Thursday, September 29, 2005

Muni Judge: System failing youth offenders

Austin municipal court Judge John Vasquez has an op ed in today's Austin Statesman describing how the criminal justice system is failing youthful offenders and disrupting the lives of mostly minority students. Writes Vasquez:

About 90 percent of the juveniles subject to warrants are minority children.

Almost 6,000 non-traffic, criminal charges are filed annually against juveniles between the ages of 10 and 16 in the Austin Municipal Court — a ratio of about one case filed for every 13 children in that age range. The charges range from possession of drug paraphernalia to disorderly conduct to curfew violation. These are Class "C" misdemeanors — the lowest-level criminal offense, punishable by fine only. About four out of every five cases are filed against African American and Hispanic juveniles.

In Travis County Justice of the Peace Courts, more than 7,000 criminal cases are filed annually against children for not attending school.

For many of these youths, timely and effective court intervention is desperately needed. But their cases move through the system much too slowly. Months may pass between the date of the alleged offense and the first court appearance. The Travis County Justice of the Peace Courts and the Austin Municipal Court are high-volume operations, easily processing more than 300,000 cases annually. Little time can be spared for juvenile offenses.

Vasquez thinks the solution lies in a "system of juvenile case managers [who] will work with young offenders and their families to identify programs and services that will help them overcome obstacles to success." I'd think an even better solution, though, would be to stop criminalizing so much petty juvenile behavior in the first place.

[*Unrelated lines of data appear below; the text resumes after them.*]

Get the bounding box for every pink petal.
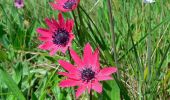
[87,82,92,93]
[38,42,53,50]
[50,3,68,12]
[76,85,86,99]
[52,18,59,28]
[57,0,68,4]
[66,19,74,32]
[49,47,59,56]
[59,79,80,87]
[60,46,68,54]
[92,81,102,93]
[49,0,79,12]
[58,13,65,27]
[45,18,56,29]
[97,75,113,81]
[91,48,100,71]
[58,60,78,73]
[38,36,51,41]
[83,43,93,65]
[58,72,79,80]
[69,48,83,67]
[36,28,51,37]
[98,67,117,76]
[67,33,74,47]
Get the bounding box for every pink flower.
[58,43,117,98]
[50,0,80,12]
[36,13,74,56]
[14,0,24,9]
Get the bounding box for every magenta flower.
[36,13,74,56]
[50,0,80,12]
[14,0,24,8]
[58,43,117,98]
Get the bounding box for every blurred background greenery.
[0,0,170,100]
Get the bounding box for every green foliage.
[0,0,170,100]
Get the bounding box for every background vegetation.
[0,0,170,100]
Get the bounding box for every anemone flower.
[143,0,155,3]
[36,13,74,56]
[58,43,117,98]
[50,0,80,12]
[14,0,24,8]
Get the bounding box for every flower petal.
[66,19,74,32]
[58,72,79,80]
[50,0,80,12]
[45,18,56,29]
[91,48,100,71]
[58,60,78,73]
[38,42,53,50]
[98,67,117,76]
[36,28,51,37]
[38,36,51,41]
[58,13,65,27]
[83,43,93,65]
[51,18,59,28]
[60,46,68,54]
[76,85,86,99]
[92,81,102,93]
[69,48,83,67]
[59,79,80,87]
[97,75,113,81]
[49,46,59,56]
[50,3,68,12]
[67,33,74,47]
[87,82,92,93]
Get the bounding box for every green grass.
[0,0,170,100]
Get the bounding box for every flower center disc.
[63,0,76,9]
[52,28,69,46]
[81,68,95,82]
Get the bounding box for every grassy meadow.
[0,0,170,100]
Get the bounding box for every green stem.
[147,4,152,81]
[107,0,120,78]
[90,90,92,100]
[72,11,80,35]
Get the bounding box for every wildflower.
[50,0,80,12]
[58,43,117,98]
[143,0,155,3]
[36,13,74,56]
[14,0,24,8]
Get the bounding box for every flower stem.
[147,4,152,81]
[107,0,120,78]
[90,90,92,100]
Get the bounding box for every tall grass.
[0,0,170,99]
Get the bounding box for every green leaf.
[101,80,120,100]
[13,62,23,85]
[0,50,8,62]
[0,67,26,100]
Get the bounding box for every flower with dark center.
[81,67,95,83]
[14,0,24,8]
[50,0,80,12]
[52,29,69,46]
[63,0,76,9]
[58,43,117,98]
[36,13,74,56]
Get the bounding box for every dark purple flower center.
[63,0,76,9]
[81,67,95,82]
[15,0,22,5]
[52,28,69,46]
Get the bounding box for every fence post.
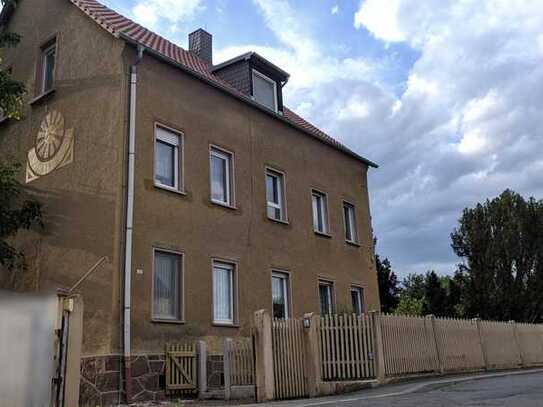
[474,318,488,370]
[223,338,232,400]
[370,311,386,383]
[303,312,321,397]
[254,309,274,402]
[426,315,444,374]
[509,321,524,367]
[198,340,207,398]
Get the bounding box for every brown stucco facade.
[0,0,379,403]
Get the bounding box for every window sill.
[267,216,289,225]
[212,322,239,328]
[154,183,186,196]
[29,88,56,105]
[211,199,237,210]
[346,240,361,247]
[151,318,185,325]
[314,230,332,239]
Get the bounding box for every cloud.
[354,0,405,42]
[131,0,205,29]
[331,5,339,15]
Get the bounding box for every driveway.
[256,369,543,407]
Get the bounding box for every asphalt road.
[258,370,543,407]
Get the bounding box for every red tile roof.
[68,0,377,167]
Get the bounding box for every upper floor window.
[40,41,56,94]
[153,250,183,321]
[312,190,329,235]
[154,125,182,191]
[210,147,233,206]
[351,286,364,315]
[252,70,277,112]
[272,271,290,319]
[266,168,286,222]
[343,202,358,244]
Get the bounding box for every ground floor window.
[319,280,334,315]
[351,286,365,315]
[213,261,236,325]
[272,271,290,319]
[153,250,182,320]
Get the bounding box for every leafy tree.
[401,273,426,300]
[375,246,400,313]
[394,296,423,316]
[0,0,43,274]
[422,270,448,316]
[451,190,543,323]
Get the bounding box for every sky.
[100,0,543,277]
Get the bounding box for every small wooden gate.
[272,318,307,399]
[165,342,198,393]
[320,314,376,381]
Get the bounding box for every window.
[343,202,358,243]
[351,286,364,315]
[213,261,236,325]
[272,272,290,319]
[266,169,286,221]
[210,147,233,206]
[40,42,56,94]
[312,190,329,234]
[319,280,334,315]
[252,70,277,111]
[154,126,181,190]
[153,250,182,320]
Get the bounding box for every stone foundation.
[79,354,167,406]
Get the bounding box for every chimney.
[188,29,212,65]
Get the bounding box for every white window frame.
[319,280,335,316]
[312,190,329,235]
[266,168,287,222]
[252,69,278,112]
[209,146,234,207]
[343,201,359,244]
[151,248,184,322]
[154,124,182,192]
[41,43,56,94]
[271,271,290,320]
[351,286,364,315]
[212,260,236,325]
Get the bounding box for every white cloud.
[131,0,205,29]
[331,5,339,15]
[354,0,405,42]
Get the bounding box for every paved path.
[255,369,543,407]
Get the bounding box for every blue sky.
[100,0,543,278]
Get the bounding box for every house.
[0,0,379,404]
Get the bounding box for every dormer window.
[252,70,278,112]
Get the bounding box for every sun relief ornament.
[26,111,74,183]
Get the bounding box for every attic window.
[252,70,277,112]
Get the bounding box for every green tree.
[375,249,400,313]
[451,190,543,322]
[394,296,423,316]
[422,270,448,316]
[0,0,43,274]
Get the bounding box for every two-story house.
[0,0,379,404]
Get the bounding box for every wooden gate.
[165,342,198,393]
[319,314,376,381]
[272,318,307,399]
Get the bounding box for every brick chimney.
[188,29,212,65]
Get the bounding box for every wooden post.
[254,309,274,402]
[509,320,524,367]
[303,313,321,397]
[370,311,386,382]
[474,318,488,370]
[426,315,444,374]
[198,340,207,399]
[223,338,232,400]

I cut school occasionally as a teenager. How about you? It wasn't a crime back then, just a violation of school rules. A fine wasn't attached, but you know what? I turned out okay.
Those 7,000 kids in Austin being mulcted by the courts for playing hookie aren't any better off for the experience, and fining them won't make them better people. Same with tickets for breaking curfew - we're criminalizing behavior nearly all youth engage in at one time or another, so what's the point? In practice, it's just a cash cow for municipal government, a discriminatory law enforcement practice from the perspective of the minority kids targeted, and a big waste of time for everybody involved.

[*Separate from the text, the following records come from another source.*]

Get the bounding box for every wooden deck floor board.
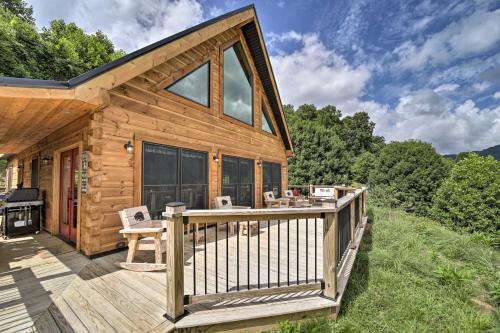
[0,215,366,332]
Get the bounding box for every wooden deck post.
[165,211,185,321]
[350,200,356,249]
[323,211,337,300]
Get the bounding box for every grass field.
[272,206,500,332]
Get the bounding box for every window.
[261,102,275,134]
[31,158,39,188]
[166,62,209,107]
[262,161,282,198]
[142,142,207,218]
[223,42,253,125]
[222,155,254,207]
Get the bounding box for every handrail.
[164,187,368,321]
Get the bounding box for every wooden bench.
[118,206,167,271]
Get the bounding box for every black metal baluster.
[268,219,270,288]
[204,223,207,294]
[237,221,240,291]
[215,222,218,294]
[306,218,309,284]
[226,222,229,293]
[278,220,280,287]
[297,219,299,285]
[247,221,250,291]
[287,219,290,286]
[258,220,260,289]
[314,218,317,283]
[193,224,196,295]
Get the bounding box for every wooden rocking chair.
[214,196,256,235]
[263,191,290,208]
[117,206,167,272]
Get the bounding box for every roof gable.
[0,5,293,153]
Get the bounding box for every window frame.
[221,154,255,208]
[31,157,39,188]
[261,99,276,135]
[222,41,255,127]
[164,61,211,108]
[141,141,208,217]
[262,161,282,198]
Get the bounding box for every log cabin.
[0,5,293,256]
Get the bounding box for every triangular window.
[261,102,275,134]
[166,62,209,107]
[223,42,253,125]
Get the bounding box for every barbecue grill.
[0,188,43,239]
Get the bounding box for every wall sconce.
[213,153,219,162]
[282,164,287,169]
[42,156,52,165]
[124,141,134,154]
[17,160,24,171]
[256,159,262,167]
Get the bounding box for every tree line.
[286,104,499,247]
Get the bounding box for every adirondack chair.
[263,191,290,208]
[284,190,311,207]
[214,196,256,235]
[117,206,167,271]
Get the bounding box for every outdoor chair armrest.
[232,205,252,209]
[119,227,163,234]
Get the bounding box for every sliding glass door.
[142,142,207,218]
[222,155,254,207]
[262,161,282,198]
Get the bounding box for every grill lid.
[5,188,39,202]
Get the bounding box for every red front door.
[59,148,79,243]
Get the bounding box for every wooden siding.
[82,27,288,255]
[4,26,288,256]
[6,116,90,252]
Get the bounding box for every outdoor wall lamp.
[213,153,220,162]
[124,141,134,154]
[42,156,52,165]
[256,159,262,167]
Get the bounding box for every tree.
[0,0,33,23]
[369,140,450,215]
[0,1,124,80]
[351,151,376,184]
[432,154,500,244]
[340,112,383,156]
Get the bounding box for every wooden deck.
[0,216,366,332]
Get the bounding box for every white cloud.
[394,8,500,70]
[384,90,500,153]
[28,0,204,52]
[472,81,490,92]
[494,92,500,100]
[270,32,371,108]
[434,83,459,94]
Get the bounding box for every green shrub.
[435,264,472,286]
[351,151,376,184]
[368,140,450,215]
[432,154,500,244]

There are enough kids committing actual crimes to worry about without criminalizing class-cutting and plain ol' youthful rebellion.


Shirley said...

If the only problem you have to deal with is a kid who cuts school once or twice, consider that you got off lucky. I work with people who got their start in a life of crime with selling drugs, stealing cars, and shooting people while they were still in high school. They needed intervention from the court system. Some of them came out of the prison experience having learned a lesson- and some never will. But taking a kid to school for missing a class? Let's use the court resources wisely.

Anonymous said...

Some kids go to prison and learn how to be better criminals. How's that for higher education?